Dados fornecidos pelo Tribunal de Justiça do Rio de Janeiro mostram que as quatro partidas ocorridas no Maracanã, na primeira fase da Copa, resultaram em14 audiências e 11 transações penais com o pagamento de cestas básicas ou multas. Entre outros crimes, foram registrados cambismo, ingressos falsos, invasão do estádio sem ingressos, desacato, porte de drogas e agressão. O magistrado destacou, porém, que o número de pessoas presas no estádio passa de 100. “Só os chilenos [que invadiram o Maracanã no jogo entre Chile e Espanha] foram 86.”
A atuação do Juizado do Torcedor começa duas horas antes da partida e se estende até uma hora depois. O juizado atende a ocorrências registradas no interior e em torno do estádio. Além do juiz de direito, a equipe é formada por um delegado de polícia, um promotor de Justiça, um defensor público, polícia técnica e dois advogados da Fifa, que estão aptos a atuar nos casos que envolverem crimes de propriedade intelectual.

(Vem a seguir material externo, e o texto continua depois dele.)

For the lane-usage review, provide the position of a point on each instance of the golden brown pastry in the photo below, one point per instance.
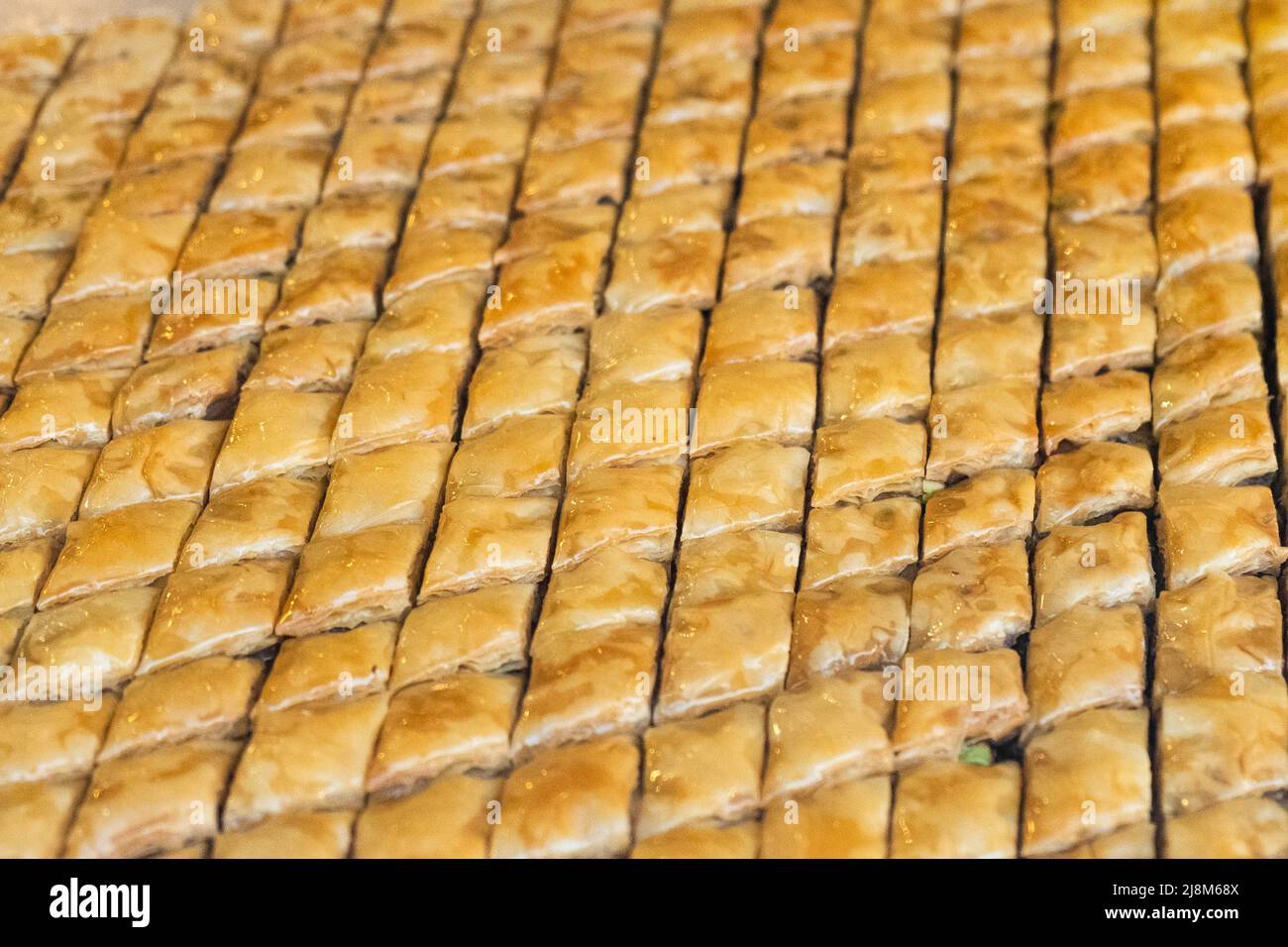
(1085, 779)
(450, 818)
(304, 759)
(1224, 738)
(951, 809)
(459, 723)
(703, 768)
(1086, 657)
(722, 652)
(1104, 566)
(846, 821)
(570, 802)
(153, 802)
(1215, 628)
(207, 698)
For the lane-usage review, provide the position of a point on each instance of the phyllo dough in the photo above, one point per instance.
(634, 509)
(1086, 779)
(707, 768)
(154, 802)
(1224, 738)
(485, 540)
(570, 802)
(1205, 528)
(220, 609)
(949, 697)
(481, 630)
(304, 759)
(206, 698)
(1106, 565)
(1083, 484)
(721, 652)
(1086, 657)
(459, 723)
(1216, 628)
(450, 818)
(975, 598)
(951, 809)
(52, 741)
(831, 731)
(1237, 828)
(584, 684)
(331, 667)
(330, 592)
(991, 508)
(120, 549)
(305, 835)
(846, 821)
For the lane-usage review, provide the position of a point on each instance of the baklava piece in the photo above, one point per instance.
(698, 770)
(881, 296)
(40, 489)
(584, 684)
(1205, 528)
(459, 723)
(450, 818)
(644, 347)
(884, 376)
(1205, 372)
(570, 802)
(331, 667)
(1087, 777)
(35, 815)
(975, 598)
(1093, 480)
(72, 411)
(951, 809)
(52, 741)
(266, 518)
(991, 508)
(949, 697)
(535, 375)
(1222, 446)
(482, 630)
(758, 401)
(677, 270)
(167, 463)
(120, 549)
(982, 427)
(154, 802)
(394, 484)
(1223, 740)
(555, 290)
(1237, 828)
(1104, 566)
(1086, 657)
(485, 540)
(1216, 628)
(329, 594)
(722, 652)
(1103, 407)
(870, 540)
(220, 609)
(206, 698)
(613, 587)
(304, 759)
(307, 835)
(862, 460)
(833, 729)
(178, 386)
(746, 486)
(846, 821)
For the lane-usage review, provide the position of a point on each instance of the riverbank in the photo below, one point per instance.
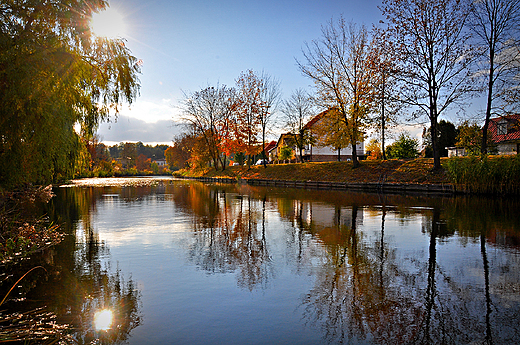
(415, 171)
(473, 175)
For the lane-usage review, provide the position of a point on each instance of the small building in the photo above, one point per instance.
(456, 151)
(160, 163)
(270, 150)
(317, 153)
(504, 131)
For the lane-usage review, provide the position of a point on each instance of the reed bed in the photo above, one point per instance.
(499, 175)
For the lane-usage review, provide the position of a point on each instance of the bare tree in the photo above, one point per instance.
(209, 111)
(495, 24)
(339, 65)
(269, 98)
(386, 90)
(297, 110)
(433, 55)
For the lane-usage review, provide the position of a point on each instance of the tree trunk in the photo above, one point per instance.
(483, 147)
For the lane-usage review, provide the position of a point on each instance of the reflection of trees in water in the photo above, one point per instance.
(351, 299)
(365, 288)
(76, 283)
(363, 291)
(230, 235)
(92, 288)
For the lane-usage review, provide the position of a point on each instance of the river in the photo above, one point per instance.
(183, 262)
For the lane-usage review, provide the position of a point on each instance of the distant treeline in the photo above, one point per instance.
(136, 149)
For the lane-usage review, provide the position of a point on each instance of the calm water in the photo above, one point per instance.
(181, 262)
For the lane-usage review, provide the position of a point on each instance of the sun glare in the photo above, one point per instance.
(103, 320)
(108, 24)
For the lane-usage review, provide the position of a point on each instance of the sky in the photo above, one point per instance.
(187, 45)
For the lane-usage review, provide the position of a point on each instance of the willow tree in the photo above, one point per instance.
(339, 64)
(247, 113)
(433, 56)
(54, 74)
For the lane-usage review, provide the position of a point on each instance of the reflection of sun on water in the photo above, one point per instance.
(103, 320)
(108, 24)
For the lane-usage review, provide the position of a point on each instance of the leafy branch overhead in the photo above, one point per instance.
(53, 75)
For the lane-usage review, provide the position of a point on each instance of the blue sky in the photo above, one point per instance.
(190, 44)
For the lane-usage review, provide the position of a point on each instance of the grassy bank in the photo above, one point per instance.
(495, 175)
(389, 171)
(491, 175)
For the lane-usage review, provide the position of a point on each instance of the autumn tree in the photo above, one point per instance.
(247, 121)
(297, 111)
(386, 87)
(446, 137)
(55, 74)
(496, 28)
(431, 44)
(209, 112)
(143, 163)
(269, 99)
(331, 131)
(338, 64)
(178, 156)
(373, 149)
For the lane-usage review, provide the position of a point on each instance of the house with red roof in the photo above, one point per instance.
(316, 152)
(504, 131)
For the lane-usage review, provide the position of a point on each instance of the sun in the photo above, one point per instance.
(108, 24)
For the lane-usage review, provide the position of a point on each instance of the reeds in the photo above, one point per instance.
(499, 175)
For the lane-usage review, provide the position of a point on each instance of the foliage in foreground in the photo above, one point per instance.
(21, 234)
(490, 175)
(53, 75)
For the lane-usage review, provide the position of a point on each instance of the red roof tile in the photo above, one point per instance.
(510, 128)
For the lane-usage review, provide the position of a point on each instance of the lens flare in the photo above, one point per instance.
(108, 24)
(103, 320)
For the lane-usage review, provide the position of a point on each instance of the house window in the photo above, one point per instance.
(502, 128)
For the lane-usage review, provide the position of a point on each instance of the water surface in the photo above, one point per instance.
(182, 262)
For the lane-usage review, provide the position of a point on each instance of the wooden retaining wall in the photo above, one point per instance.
(393, 188)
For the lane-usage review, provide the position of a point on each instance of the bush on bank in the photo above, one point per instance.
(487, 174)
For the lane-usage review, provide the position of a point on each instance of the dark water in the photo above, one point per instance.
(183, 262)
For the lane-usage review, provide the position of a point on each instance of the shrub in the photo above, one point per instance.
(403, 147)
(490, 175)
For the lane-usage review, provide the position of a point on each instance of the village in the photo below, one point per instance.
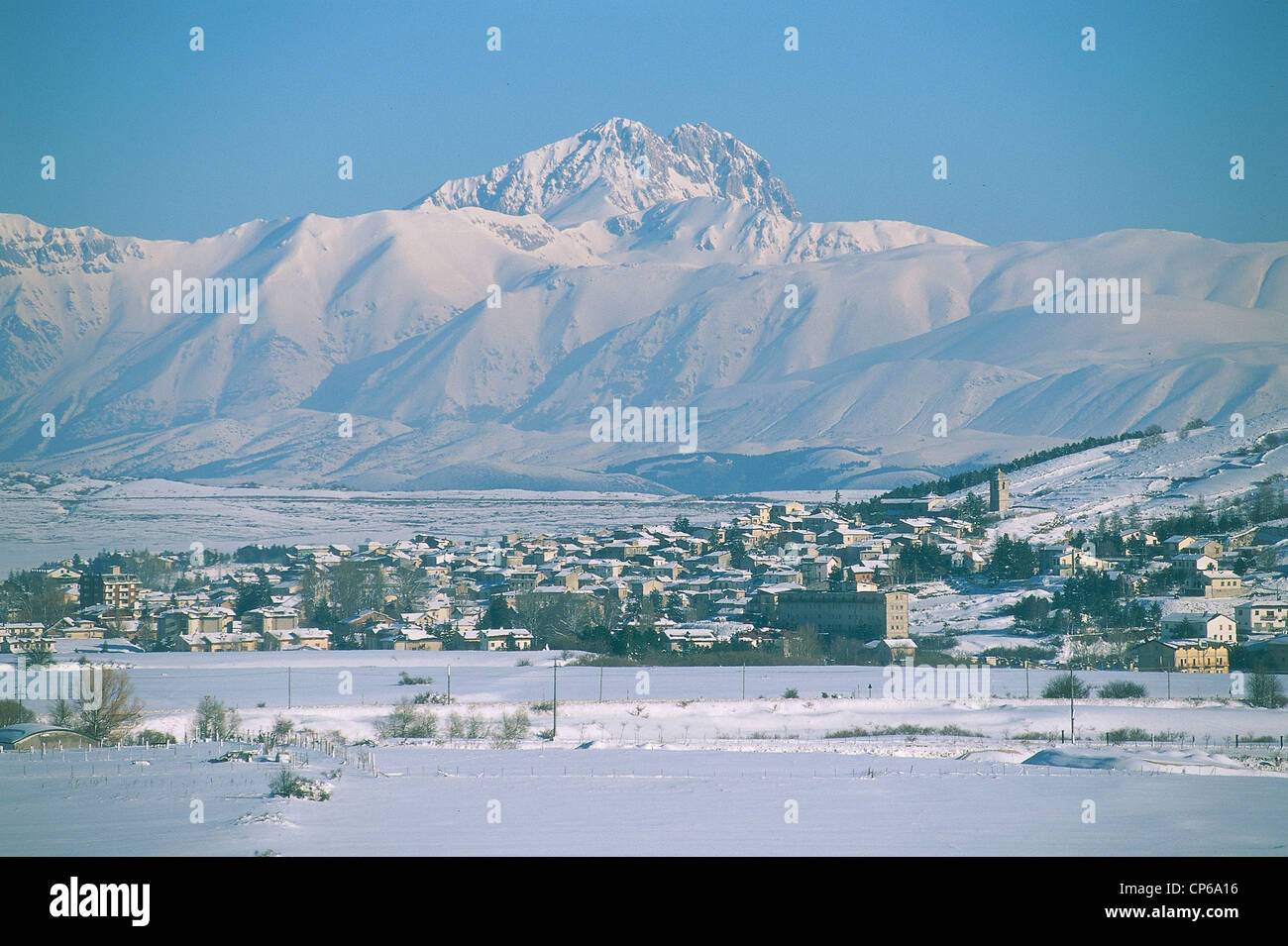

Ele mostrou preocupação em relação à rivalidade entre as torcidas estrangeiras e observou que os torcedores das agremiações nacionais têm escolhido seleções para torcer. É o caso do Flamengo, por exemplo, que, pelo Facebook, tem declarado torcida para a Alemanha no jogo de hoje, disse ele. Com isso, aumenta a torcida geral contra a Argentina. O juiz considerou, entretanto, que ainda assim “isso é mais xenofobia do que efetivamente a participação de torcida organizada. Acho que é mais a rivalidade por nacionalidade, no Cone Sul, bem focada nos times sul-americanos. É um fator de violência que a gente não esperava”. Na questão da violência por xenofobia, o Juizado do Torcedor registrou, desde o início da Copa, 56 ocorrências, com 14 audiências e cinco encaminhamentos à Polícia Federal.
O juizado atua também nas relações de consumo, com competência cível e criminal, principalmente na identificação do torcedor que está dentro do estádio. Ele criticou a falta de checagem, pela Fifa, de se de fato o portador é o dono do ingresso, tendo em vista a descoberta de um mercado irregular de venda de bilhetes para os jogos. “Não basta ser ingresso válido. Tem que ser regular”, destacou o magistrado.
O tribunal está atuando também nos aeroportos Internacional do Rio de Janeiro/Galeão-Antônio Carlos Jobim, na Ilha do Governador, e no Santos Dumont, no centro da cidade. No mês passado, registrou, nas duas unidades, 137 reclamações envolvendo cancelamentos e atrasos nos voos. No Santos Dumont, houve ainda reclamações relacionadas a bagagens, sendo 21 por extravio, 21 por defeito no serviço, sete casos de furto e oito relacionados a dano e violação. Nas duas unidades aeroportuárias, foram anotados 225 pedidos de orientação aos passageiros.